Recuerdo un vaso de metal color violeta del que bebíamos todos los primos cuando, sedientos y sudorosos, interrumpíamos nuestros juegos para precipitarnos escaleras arriba en busca de un ansiado trago de agua fresca.
Concha nos recibía con su sonrisa generosa y nos ofrecía el vaso que pasaba de mano en mano, mientras el calor del verano nos resbalaba por la espalda.
Los fines de semana la finca familiar se convertía en un paréntesis de libertad, una burbuja de risas y aventuras. Nos bañábamos en la playa, inventábamos juegos en el prado y espiábamos, fascinados y temerosos, el bosque prohibido tras la verja de la casa.
Era un mundo de pantalones cortos, mofletes encendidos, peleas a carcajadas y travesuras sin consecuencias y, en medio de todo, nuestro rincón sagrado: el castro.
Aquel montículo era nuestra atalaya, el palco de nuestros sueños. Sus piedras fueron testigo de los secretos de nuestra infancia, el lugar donde soñábamos en hacernos adultos, el rincón donde nos escondíamos de miradas ajenas, jugando a ser mayores sin saber que la infancia se escapa sin avisar.

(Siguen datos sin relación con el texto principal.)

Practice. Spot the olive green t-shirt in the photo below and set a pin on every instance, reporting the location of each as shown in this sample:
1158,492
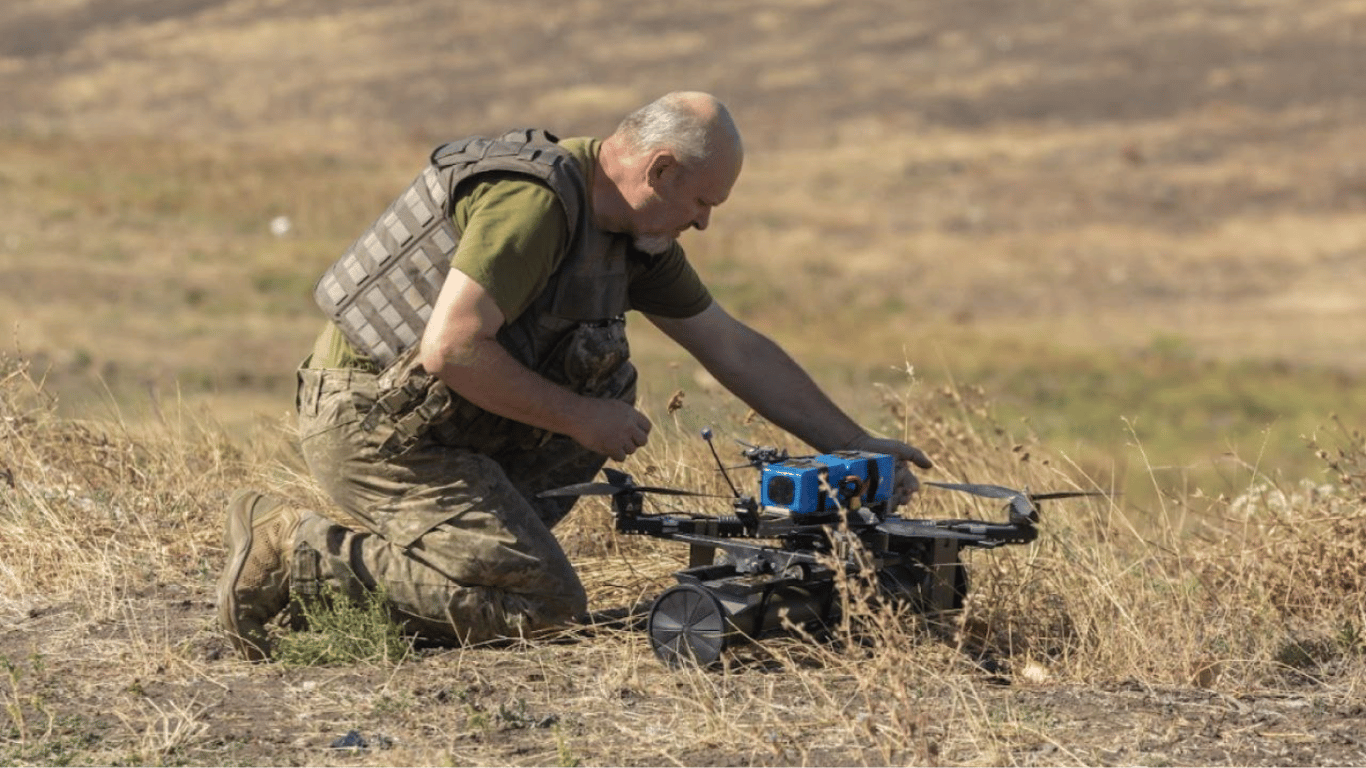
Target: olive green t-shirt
512,238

Una tarde, cuando el sol empezaba a ocultarse, Paloma decidió que no quería marcharse. Y en ese instante, algo cambió, y el castro se convirtió en el amargo escenario del que un día, Paloma no regresó.
Ese día marchamos con una sensación extraña que ninguno supo nombrar. Aquella noche supe que los juegos no duran para siempre. Que, de algún modo, habíamos cruzado una frontera invisible.
Nunca volvimos al castro. La verja del bosque siguió cerrada y el vaso violeta se quedó en la cocina, esperando que alguien volviera a necesitarlo.